At the same time, for clients, it becomes a form of indirect validation—proof that their material circulates organically without appearing promotional. A marketing strategy used by artists such as Drake, Black Sabbath, and John Summit. Compared to this, a TikTok ad labeled as “sponsored” can cost ten times more and has the disadvantage that viewers immediately recognize it as advertising.

MrBeast launched Vyro, a platform that pays freelance editors to turn long-form content into short clips. The best clippers on this platform earn seven-figure incomes annually. Beast Industries, the company controlling the MrBeast ecosystem, was valued at five billion dollars in 2026, and clipping is a central component of it.

Does origin still matter?

Traceability is both the problem and the advantage, depending on the perspective. A clip produced and published by an agency has no marker distinguishing it from one spontaneously shared by a random user. This means that every signal online culture appears to produce could be as authentic as it is the result of a campaign orchestrated to appear spontaneous. Advertising has always existed; the problem is that clipping sells something that looks spontaneous.

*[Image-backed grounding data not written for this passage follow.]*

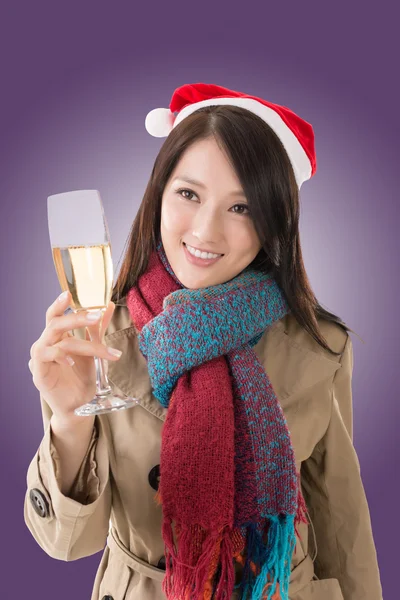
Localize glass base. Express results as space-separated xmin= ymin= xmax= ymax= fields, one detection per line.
xmin=74 ymin=393 xmax=140 ymax=416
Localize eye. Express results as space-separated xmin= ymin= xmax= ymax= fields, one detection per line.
xmin=176 ymin=188 xmax=197 ymax=201
xmin=176 ymin=188 xmax=250 ymax=216
xmin=231 ymin=204 xmax=251 ymax=216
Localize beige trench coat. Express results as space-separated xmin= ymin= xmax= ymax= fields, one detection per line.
xmin=24 ymin=298 xmax=383 ymax=600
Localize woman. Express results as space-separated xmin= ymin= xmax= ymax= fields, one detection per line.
xmin=24 ymin=83 xmax=383 ymax=600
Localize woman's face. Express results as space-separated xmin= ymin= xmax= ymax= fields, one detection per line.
xmin=160 ymin=136 xmax=262 ymax=289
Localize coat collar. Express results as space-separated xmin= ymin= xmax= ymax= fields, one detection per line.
xmin=104 ymin=300 xmax=342 ymax=422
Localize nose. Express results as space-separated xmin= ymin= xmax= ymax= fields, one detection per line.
xmin=191 ymin=206 xmax=223 ymax=248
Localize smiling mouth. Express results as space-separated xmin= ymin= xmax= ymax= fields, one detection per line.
xmin=183 ymin=242 xmax=224 ymax=257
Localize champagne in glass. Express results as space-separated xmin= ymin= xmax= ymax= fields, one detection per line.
xmin=47 ymin=189 xmax=139 ymax=416
xmin=52 ymin=243 xmax=113 ymax=312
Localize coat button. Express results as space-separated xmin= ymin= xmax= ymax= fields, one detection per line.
xmin=148 ymin=464 xmax=160 ymax=491
xmin=157 ymin=556 xmax=166 ymax=570
xmin=29 ymin=488 xmax=50 ymax=518
xmin=157 ymin=555 xmax=172 ymax=570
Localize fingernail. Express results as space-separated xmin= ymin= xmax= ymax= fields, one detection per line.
xmin=86 ymin=310 xmax=102 ymax=321
xmin=107 ymin=347 xmax=122 ymax=357
xmin=65 ymin=355 xmax=75 ymax=366
xmin=58 ymin=290 xmax=69 ymax=302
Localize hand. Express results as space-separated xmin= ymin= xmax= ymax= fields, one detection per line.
xmin=28 ymin=291 xmax=122 ymax=423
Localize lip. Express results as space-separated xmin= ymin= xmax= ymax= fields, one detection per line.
xmin=183 ymin=242 xmax=224 ymax=267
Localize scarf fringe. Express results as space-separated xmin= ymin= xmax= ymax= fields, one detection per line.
xmin=251 ymin=514 xmax=296 ymax=600
xmin=212 ymin=528 xmax=235 ymax=600
xmin=160 ymin=513 xmax=297 ymax=600
xmin=294 ymin=475 xmax=310 ymax=537
xmin=161 ymin=518 xmax=236 ymax=600
xmin=157 ymin=480 xmax=308 ymax=600
xmin=238 ymin=523 xmax=266 ymax=599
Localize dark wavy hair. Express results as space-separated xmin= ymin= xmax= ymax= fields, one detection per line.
xmin=112 ymin=105 xmax=355 ymax=356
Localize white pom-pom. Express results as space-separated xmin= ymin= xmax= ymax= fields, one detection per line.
xmin=145 ymin=108 xmax=174 ymax=137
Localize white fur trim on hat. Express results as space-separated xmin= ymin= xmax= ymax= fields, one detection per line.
xmin=145 ymin=108 xmax=175 ymax=137
xmin=145 ymin=98 xmax=311 ymax=188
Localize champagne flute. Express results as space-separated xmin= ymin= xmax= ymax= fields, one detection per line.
xmin=47 ymin=189 xmax=139 ymax=416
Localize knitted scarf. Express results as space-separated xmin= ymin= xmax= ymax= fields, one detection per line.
xmin=126 ymin=238 xmax=309 ymax=600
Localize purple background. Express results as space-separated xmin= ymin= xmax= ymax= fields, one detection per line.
xmin=1 ymin=2 xmax=397 ymax=598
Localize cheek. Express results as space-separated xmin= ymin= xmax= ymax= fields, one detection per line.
xmin=161 ymin=197 xmax=191 ymax=234
xmin=161 ymin=199 xmax=180 ymax=232
xmin=226 ymin=224 xmax=259 ymax=254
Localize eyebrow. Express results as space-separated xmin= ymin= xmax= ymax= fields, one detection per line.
xmin=172 ymin=176 xmax=246 ymax=198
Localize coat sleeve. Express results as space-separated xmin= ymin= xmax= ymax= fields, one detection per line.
xmin=300 ymin=333 xmax=384 ymax=600
xmin=24 ymin=326 xmax=112 ymax=561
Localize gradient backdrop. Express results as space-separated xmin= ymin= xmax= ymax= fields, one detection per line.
xmin=1 ymin=2 xmax=397 ymax=598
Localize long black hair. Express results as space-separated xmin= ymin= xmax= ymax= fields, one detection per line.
xmin=112 ymin=105 xmax=355 ymax=356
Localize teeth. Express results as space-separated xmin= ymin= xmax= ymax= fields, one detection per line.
xmin=186 ymin=243 xmax=222 ymax=260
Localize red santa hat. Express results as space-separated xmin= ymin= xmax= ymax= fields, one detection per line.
xmin=145 ymin=83 xmax=316 ymax=189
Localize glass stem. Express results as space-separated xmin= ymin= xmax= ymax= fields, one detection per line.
xmin=86 ymin=310 xmax=112 ymax=397
xmin=94 ymin=356 xmax=112 ymax=396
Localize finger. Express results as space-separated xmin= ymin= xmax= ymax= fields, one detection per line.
xmin=85 ymin=301 xmax=115 ymax=343
xmin=33 ymin=346 xmax=76 ymax=374
xmin=30 ymin=340 xmax=38 ymax=359
xmin=30 ymin=327 xmax=73 ymax=359
xmin=56 ymin=337 xmax=122 ymax=361
xmin=100 ymin=301 xmax=115 ymax=337
xmin=45 ymin=290 xmax=72 ymax=327
xmin=40 ymin=310 xmax=103 ymax=349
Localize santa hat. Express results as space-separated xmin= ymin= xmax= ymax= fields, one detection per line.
xmin=145 ymin=83 xmax=316 ymax=189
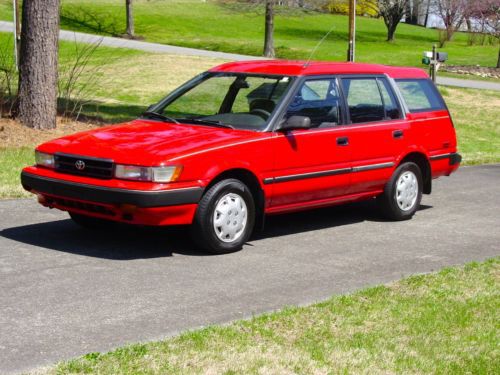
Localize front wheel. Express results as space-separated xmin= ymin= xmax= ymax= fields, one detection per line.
xmin=191 ymin=179 xmax=255 ymax=254
xmin=377 ymin=162 xmax=423 ymax=221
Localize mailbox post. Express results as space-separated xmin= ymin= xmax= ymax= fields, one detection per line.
xmin=422 ymin=44 xmax=448 ymax=83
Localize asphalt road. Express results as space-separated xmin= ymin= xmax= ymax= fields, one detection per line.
xmin=1 ymin=165 xmax=499 ymax=374
xmin=1 ymin=21 xmax=500 ymax=91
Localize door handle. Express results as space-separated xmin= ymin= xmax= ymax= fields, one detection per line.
xmin=393 ymin=130 xmax=404 ymax=139
xmin=336 ymin=137 xmax=349 ymax=146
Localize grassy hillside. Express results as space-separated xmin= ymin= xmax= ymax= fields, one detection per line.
xmin=0 ymin=0 xmax=498 ymax=68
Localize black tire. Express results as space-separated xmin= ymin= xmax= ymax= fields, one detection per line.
xmin=377 ymin=162 xmax=423 ymax=221
xmin=69 ymin=212 xmax=114 ymax=230
xmin=191 ymin=179 xmax=255 ymax=254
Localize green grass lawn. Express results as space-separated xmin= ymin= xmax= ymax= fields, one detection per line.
xmin=40 ymin=258 xmax=499 ymax=374
xmin=441 ymin=87 xmax=500 ymax=165
xmin=1 ymin=30 xmax=224 ymax=121
xmin=0 ymin=0 xmax=498 ymax=68
xmin=0 ymin=148 xmax=32 ymax=198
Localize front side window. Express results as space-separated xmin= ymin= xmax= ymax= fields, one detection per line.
xmin=395 ymin=79 xmax=446 ymax=113
xmin=341 ymin=77 xmax=401 ymax=124
xmin=153 ymin=73 xmax=293 ymax=131
xmin=285 ymin=78 xmax=342 ymax=128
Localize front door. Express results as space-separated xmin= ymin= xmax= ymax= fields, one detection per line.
xmin=266 ymin=77 xmax=352 ymax=210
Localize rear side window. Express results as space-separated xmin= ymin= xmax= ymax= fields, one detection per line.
xmin=396 ymin=79 xmax=446 ymax=112
xmin=341 ymin=77 xmax=401 ymax=124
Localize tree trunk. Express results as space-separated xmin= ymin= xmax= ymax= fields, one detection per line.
xmin=466 ymin=18 xmax=472 ymax=32
xmin=406 ymin=0 xmax=418 ymax=25
xmin=446 ymin=26 xmax=454 ymax=41
xmin=497 ymin=47 xmax=500 ymax=69
xmin=263 ymin=0 xmax=275 ymax=58
xmin=18 ymin=0 xmax=60 ymax=129
xmin=411 ymin=0 xmax=420 ymax=25
xmin=424 ymin=0 xmax=430 ymax=27
xmin=126 ymin=0 xmax=134 ymax=37
xmin=387 ymin=23 xmax=397 ymax=41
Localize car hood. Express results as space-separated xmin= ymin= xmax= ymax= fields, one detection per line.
xmin=37 ymin=119 xmax=264 ymax=165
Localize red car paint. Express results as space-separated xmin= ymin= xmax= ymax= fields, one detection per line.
xmin=21 ymin=60 xmax=460 ymax=227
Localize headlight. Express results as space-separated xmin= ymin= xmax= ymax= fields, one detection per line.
xmin=35 ymin=151 xmax=55 ymax=169
xmin=114 ymin=164 xmax=182 ymax=182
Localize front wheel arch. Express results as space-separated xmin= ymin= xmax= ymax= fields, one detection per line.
xmin=203 ymin=168 xmax=265 ymax=230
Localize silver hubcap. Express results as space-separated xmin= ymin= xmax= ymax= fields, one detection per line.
xmin=395 ymin=171 xmax=418 ymax=211
xmin=213 ymin=193 xmax=248 ymax=243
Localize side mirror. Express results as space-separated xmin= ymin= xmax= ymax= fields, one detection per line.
xmin=279 ymin=116 xmax=311 ymax=131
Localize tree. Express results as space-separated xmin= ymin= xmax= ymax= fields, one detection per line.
xmin=378 ymin=0 xmax=410 ymax=41
xmin=263 ymin=0 xmax=275 ymax=57
xmin=18 ymin=0 xmax=60 ymax=129
xmin=126 ymin=0 xmax=134 ymax=37
xmin=325 ymin=0 xmax=379 ymax=17
xmin=434 ymin=0 xmax=468 ymax=45
xmin=473 ymin=0 xmax=500 ymax=67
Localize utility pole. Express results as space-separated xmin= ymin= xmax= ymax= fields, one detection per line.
xmin=12 ymin=0 xmax=21 ymax=70
xmin=347 ymin=0 xmax=356 ymax=62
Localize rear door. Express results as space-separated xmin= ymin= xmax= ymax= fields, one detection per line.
xmin=339 ymin=76 xmax=409 ymax=194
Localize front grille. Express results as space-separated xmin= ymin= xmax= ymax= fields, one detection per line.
xmin=54 ymin=153 xmax=114 ymax=179
xmin=47 ymin=196 xmax=115 ymax=216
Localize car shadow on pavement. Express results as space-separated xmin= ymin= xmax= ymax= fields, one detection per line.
xmin=0 ymin=200 xmax=432 ymax=260
xmin=0 ymin=219 xmax=203 ymax=260
xmin=257 ymin=200 xmax=432 ymax=240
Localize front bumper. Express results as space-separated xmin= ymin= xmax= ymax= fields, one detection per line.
xmin=21 ymin=171 xmax=203 ymax=208
xmin=21 ymin=171 xmax=203 ymax=225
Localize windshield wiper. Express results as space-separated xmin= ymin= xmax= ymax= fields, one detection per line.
xmin=141 ymin=111 xmax=179 ymax=124
xmin=177 ymin=118 xmax=234 ymax=129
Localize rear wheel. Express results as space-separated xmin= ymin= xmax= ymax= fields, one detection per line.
xmin=377 ymin=162 xmax=422 ymax=220
xmin=191 ymin=179 xmax=255 ymax=254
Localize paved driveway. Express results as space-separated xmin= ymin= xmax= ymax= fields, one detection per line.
xmin=1 ymin=165 xmax=499 ymax=374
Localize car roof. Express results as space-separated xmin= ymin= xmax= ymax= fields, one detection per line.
xmin=210 ymin=60 xmax=429 ymax=79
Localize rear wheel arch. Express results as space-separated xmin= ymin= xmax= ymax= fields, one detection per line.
xmin=398 ymin=152 xmax=432 ymax=194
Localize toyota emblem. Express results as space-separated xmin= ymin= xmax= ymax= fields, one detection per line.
xmin=75 ymin=160 xmax=86 ymax=170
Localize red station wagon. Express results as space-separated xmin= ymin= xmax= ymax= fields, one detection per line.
xmin=21 ymin=61 xmax=461 ymax=253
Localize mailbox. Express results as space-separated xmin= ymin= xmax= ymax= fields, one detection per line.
xmin=437 ymin=52 xmax=448 ymax=62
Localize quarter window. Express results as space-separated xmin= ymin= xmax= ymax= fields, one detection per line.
xmin=341 ymin=77 xmax=400 ymax=124
xmin=395 ymin=79 xmax=445 ymax=112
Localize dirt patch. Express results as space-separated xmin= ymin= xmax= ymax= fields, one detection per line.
xmin=442 ymin=65 xmax=500 ymax=79
xmin=0 ymin=118 xmax=101 ymax=148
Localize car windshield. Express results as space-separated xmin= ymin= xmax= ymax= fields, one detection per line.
xmin=148 ymin=73 xmax=294 ymax=131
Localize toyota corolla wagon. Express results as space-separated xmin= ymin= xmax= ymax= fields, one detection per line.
xmin=21 ymin=60 xmax=461 ymax=253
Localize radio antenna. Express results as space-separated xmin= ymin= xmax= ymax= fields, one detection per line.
xmin=304 ymin=23 xmax=336 ymax=67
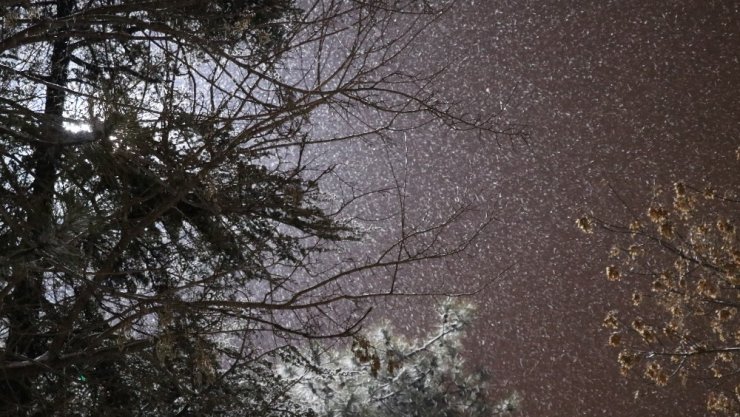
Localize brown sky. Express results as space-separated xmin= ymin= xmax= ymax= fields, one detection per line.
xmin=331 ymin=1 xmax=739 ymax=415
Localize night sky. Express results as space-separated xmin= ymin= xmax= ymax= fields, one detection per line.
xmin=320 ymin=1 xmax=739 ymax=415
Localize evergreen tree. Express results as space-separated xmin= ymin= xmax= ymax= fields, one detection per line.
xmin=0 ymin=1 xmax=508 ymax=415
xmin=284 ymin=300 xmax=520 ymax=417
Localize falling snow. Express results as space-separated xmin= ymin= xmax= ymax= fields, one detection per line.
xmin=311 ymin=1 xmax=740 ymax=416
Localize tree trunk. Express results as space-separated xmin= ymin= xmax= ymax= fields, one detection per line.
xmin=1 ymin=1 xmax=74 ymax=413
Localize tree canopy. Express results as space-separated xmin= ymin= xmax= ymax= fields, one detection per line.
xmin=284 ymin=300 xmax=520 ymax=417
xmin=0 ymin=0 xmax=511 ymax=415
xmin=578 ymin=182 xmax=739 ymax=415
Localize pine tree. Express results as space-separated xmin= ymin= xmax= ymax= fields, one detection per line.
xmin=284 ymin=300 xmax=520 ymax=417
xmin=0 ymin=1 xmax=508 ymax=415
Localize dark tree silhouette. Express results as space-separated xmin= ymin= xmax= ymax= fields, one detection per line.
xmin=0 ymin=1 xmax=514 ymax=415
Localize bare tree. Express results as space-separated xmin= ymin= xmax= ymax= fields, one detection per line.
xmin=578 ymin=181 xmax=739 ymax=415
xmin=0 ymin=1 xmax=515 ymax=415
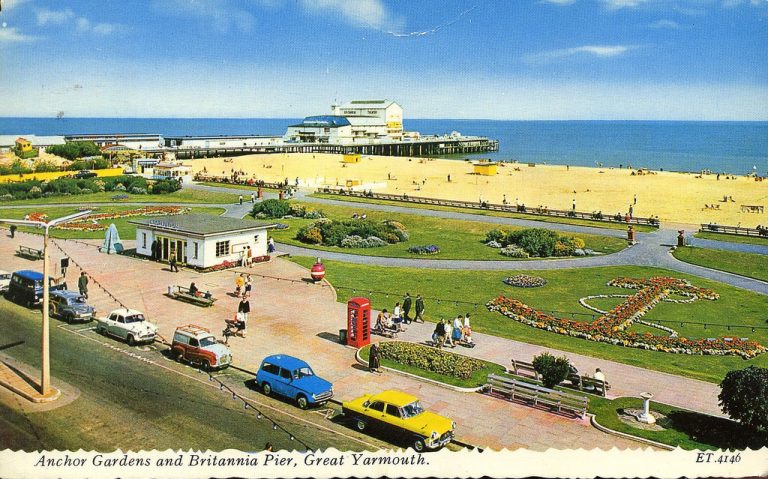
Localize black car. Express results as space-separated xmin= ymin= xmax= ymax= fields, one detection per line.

For three years, Joe Lim ran Floodify, managing 65,000 fake accounts on behalf of paying clients. For him, 90% of online content is advertising, much of it created by him. Lim predicts that people will stop trusting social media within three to five years. And his plan for what comes next is to distribute content directly through AI agents that will persuade humans about what they want. The clip is neither the beginning nor the end of this phenomenon: it is just the current form of something that will continue to evolve into different shapes.